Antibodies targeting IkBa (C‐21, 1:1,000), p65 (C‐20, 1:1,000), Lamin B (C‐20, 1:1,000), ERK (K‐23, 1:2,000), phospho‐ERK (E‐4, 1:1,000), JNK2 (C‐17, 1:1,000), p38 (H‐147, 1:1,000), p105/p50 (C‐19, 1:1,000), TBK1 (108A429, 1:1,000), IRF3 (SC‐9082, 1:1,000), STAT1 (sc‐592, 1:1,000), RelB (C‐19; 1:1,000), and c‐Rel (sc‐71, 1:1,000), ubiquitin (P4D1; 1:1,000), and control rabbit IgG (sc‐2027) were purchased from Santa Cruz Biotechnology. Antibodies targeting phospho‐IκBα (Ser32, 14D4, 1:1,000), phospho‐JNK (Thr180/Tyr185, #9251, 1:1,000), phospho‐p38 (Thr180/Tyr182, 3D7, 1:1,000), phospho‐p105 (Ser933, 18E6, 1:1,000), phospho‐TBK1 (Ser172, D52C2, 1:1,000), phospho‐IRF3 (Ser396, 4D4G, 1:1,000), phospho‐STAT1 (Ser727, 9177 S, 1:1,000), p100/p52 (4,882; 1:1,000), and K48‐linkage‐specific polyubiquitin (D9D5, 1:8,000) were purchased from Cell Signaling Technology Inc. Anti‐actin (C‐4; 1:10,000), anti‐HA (12CA5), anti‐FLAG (M2), horseradish peroxidase (HRP)–conjugated anti‐HA (3F10), and anti‐FLAG (M2) were purchased from Sigma–Aldrich. IRF7 (ET1‐89610) was purchased from HUABIO. KLHL22 (16214‐1‐AP) was purchased from Proteintech. Xaf1 (GTX51339) was purchased from GeneTax. Other fluorescence‐labeled antibodies are listed in the section on flow cytometry and cell sorting.

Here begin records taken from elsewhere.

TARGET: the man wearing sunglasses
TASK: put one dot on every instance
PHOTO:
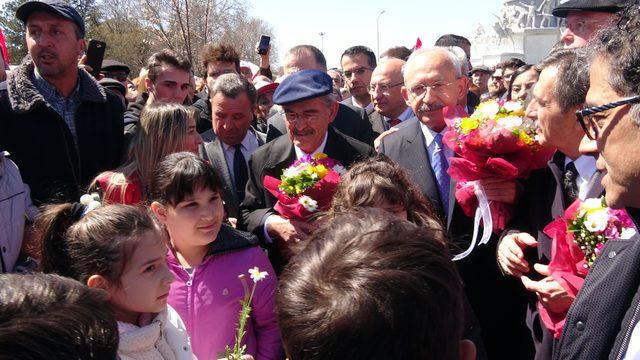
(603, 320)
(583, 18)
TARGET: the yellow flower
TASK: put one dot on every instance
(321, 170)
(469, 124)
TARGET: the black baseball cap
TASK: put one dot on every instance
(55, 7)
(608, 6)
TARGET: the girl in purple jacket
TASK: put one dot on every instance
(206, 257)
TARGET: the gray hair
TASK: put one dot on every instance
(617, 45)
(453, 59)
(232, 85)
(572, 81)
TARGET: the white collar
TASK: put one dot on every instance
(585, 164)
(300, 153)
(406, 114)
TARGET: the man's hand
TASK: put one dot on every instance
(378, 140)
(288, 230)
(550, 293)
(505, 191)
(511, 254)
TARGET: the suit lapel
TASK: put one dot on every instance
(215, 153)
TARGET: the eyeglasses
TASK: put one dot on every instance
(589, 125)
(421, 89)
(383, 88)
(578, 27)
(358, 71)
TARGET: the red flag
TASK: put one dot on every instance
(3, 48)
(418, 44)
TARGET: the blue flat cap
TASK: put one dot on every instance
(56, 7)
(303, 85)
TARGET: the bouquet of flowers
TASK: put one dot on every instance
(497, 141)
(305, 187)
(578, 238)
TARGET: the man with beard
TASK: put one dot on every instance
(59, 125)
(309, 108)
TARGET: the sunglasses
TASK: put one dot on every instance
(589, 125)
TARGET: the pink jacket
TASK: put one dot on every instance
(208, 300)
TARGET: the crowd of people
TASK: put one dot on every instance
(133, 210)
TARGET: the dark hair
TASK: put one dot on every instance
(618, 46)
(572, 81)
(379, 179)
(521, 70)
(371, 286)
(452, 40)
(310, 49)
(219, 52)
(232, 85)
(180, 175)
(359, 49)
(100, 243)
(166, 57)
(511, 64)
(52, 317)
(398, 52)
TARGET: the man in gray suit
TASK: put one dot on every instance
(232, 140)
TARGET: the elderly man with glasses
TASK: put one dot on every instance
(603, 321)
(559, 92)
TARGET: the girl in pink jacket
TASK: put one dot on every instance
(206, 257)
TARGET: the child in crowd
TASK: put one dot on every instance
(121, 250)
(372, 286)
(47, 316)
(164, 129)
(206, 257)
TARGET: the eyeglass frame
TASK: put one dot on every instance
(590, 111)
(384, 88)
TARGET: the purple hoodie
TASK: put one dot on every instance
(208, 300)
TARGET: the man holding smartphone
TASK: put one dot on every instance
(60, 126)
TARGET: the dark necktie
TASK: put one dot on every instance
(569, 183)
(240, 172)
(440, 167)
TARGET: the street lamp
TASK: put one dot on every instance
(321, 41)
(378, 32)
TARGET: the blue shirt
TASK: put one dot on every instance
(65, 107)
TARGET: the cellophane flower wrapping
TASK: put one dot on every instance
(305, 187)
(578, 237)
(497, 141)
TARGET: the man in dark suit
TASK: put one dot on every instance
(603, 320)
(358, 63)
(231, 139)
(349, 120)
(433, 79)
(309, 108)
(559, 92)
(390, 109)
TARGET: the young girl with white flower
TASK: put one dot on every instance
(206, 257)
(121, 250)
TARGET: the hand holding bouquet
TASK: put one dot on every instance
(305, 187)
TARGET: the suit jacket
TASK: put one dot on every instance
(349, 121)
(271, 159)
(603, 316)
(491, 299)
(213, 152)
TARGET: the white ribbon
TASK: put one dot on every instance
(483, 213)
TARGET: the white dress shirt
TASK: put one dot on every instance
(586, 166)
(248, 145)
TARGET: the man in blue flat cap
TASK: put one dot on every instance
(309, 108)
(59, 125)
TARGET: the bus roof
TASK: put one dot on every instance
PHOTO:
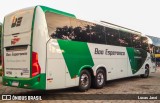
(47, 9)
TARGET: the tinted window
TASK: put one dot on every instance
(97, 34)
(125, 39)
(145, 45)
(136, 40)
(112, 36)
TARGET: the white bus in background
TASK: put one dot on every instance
(44, 48)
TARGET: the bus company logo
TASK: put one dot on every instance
(16, 21)
(15, 40)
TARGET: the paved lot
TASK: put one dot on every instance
(132, 85)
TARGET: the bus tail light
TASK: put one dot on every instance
(35, 65)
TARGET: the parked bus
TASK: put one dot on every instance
(44, 48)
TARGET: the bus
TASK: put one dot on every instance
(44, 48)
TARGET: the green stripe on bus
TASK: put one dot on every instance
(76, 55)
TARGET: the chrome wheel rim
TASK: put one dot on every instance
(84, 80)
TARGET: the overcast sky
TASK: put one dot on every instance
(140, 15)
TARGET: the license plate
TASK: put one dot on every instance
(15, 84)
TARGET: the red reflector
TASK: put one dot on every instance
(35, 65)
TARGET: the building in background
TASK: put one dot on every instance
(156, 43)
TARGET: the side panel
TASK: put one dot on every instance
(40, 38)
(114, 58)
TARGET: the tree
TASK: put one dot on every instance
(0, 40)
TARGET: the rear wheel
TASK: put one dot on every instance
(99, 79)
(84, 81)
(146, 74)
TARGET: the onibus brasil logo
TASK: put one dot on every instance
(16, 21)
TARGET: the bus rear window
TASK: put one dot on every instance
(18, 22)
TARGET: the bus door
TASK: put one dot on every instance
(139, 58)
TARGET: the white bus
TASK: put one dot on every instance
(44, 49)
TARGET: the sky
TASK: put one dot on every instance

LPS (derived from Escherichia coli strain 0127: B8) and CpG (2216) were purchased from Sigma–Aldrich. R848 and polyI:C were purchased from Amersham. MG132 (N‐carbobenzyloxy‐L‐leucyl‐L‐leucyl‐L‐leucinal) was applied for 2 h (at 10 μM for HEK293T cells) or 1 h (at 5 μM for BMDMs).

Biosafety

Experiments with H3N2, H5N1, and H1N1 (PR8) virus were carried out in a biosafety level 3 facility, and these viruses were obtained from the Center for Disease Control and Prevention of Zhejiang province. All animal experiments were conducted in accordance with protocols approved by the Institutional Animal Care and Use Committee of Zhejiang University.

Plasmids

FLAG‐tagged ubiquitin, K6, K11, K27, K29, K33, K48, and K63 plasmids in the pRK5 vector and TRIF, TBK1, MAVS, RIG‐I, IRF1, IRF2, and IRF3 plasmids were provided by S.‐c. Sun. XAF1, XIAP, IRF7, and KLHL22 were cloned into the expression vector for HA‐tagged pcDNA3.1 or FLAG‐tagged pRK5. IRF7 truncated variants (1–237, 1–410, 132–457, and 238–457) were subcloned into HA‐tagged pcDNA3.1 vector by PCR. Truncated XAF1 variants (1–131, 1–172, 28–301, 50–301, 80–301, 108–301, and 132–301) and XIAP variants (1–264, 1–372, 1–449, 163–497, and 265–497) were subcloned into FLAG‐tagged PRK5 vectors. The domain‐deleted plasmids of XAF1 (ΔZF4, ΔZF5, ΔZF6, ΔZF4‐6) and XIAP (ΔBIR2, ΔBIR3, ΔBIR2‐3) were all subcloned into the FLAG‐tagged PRK5 vector.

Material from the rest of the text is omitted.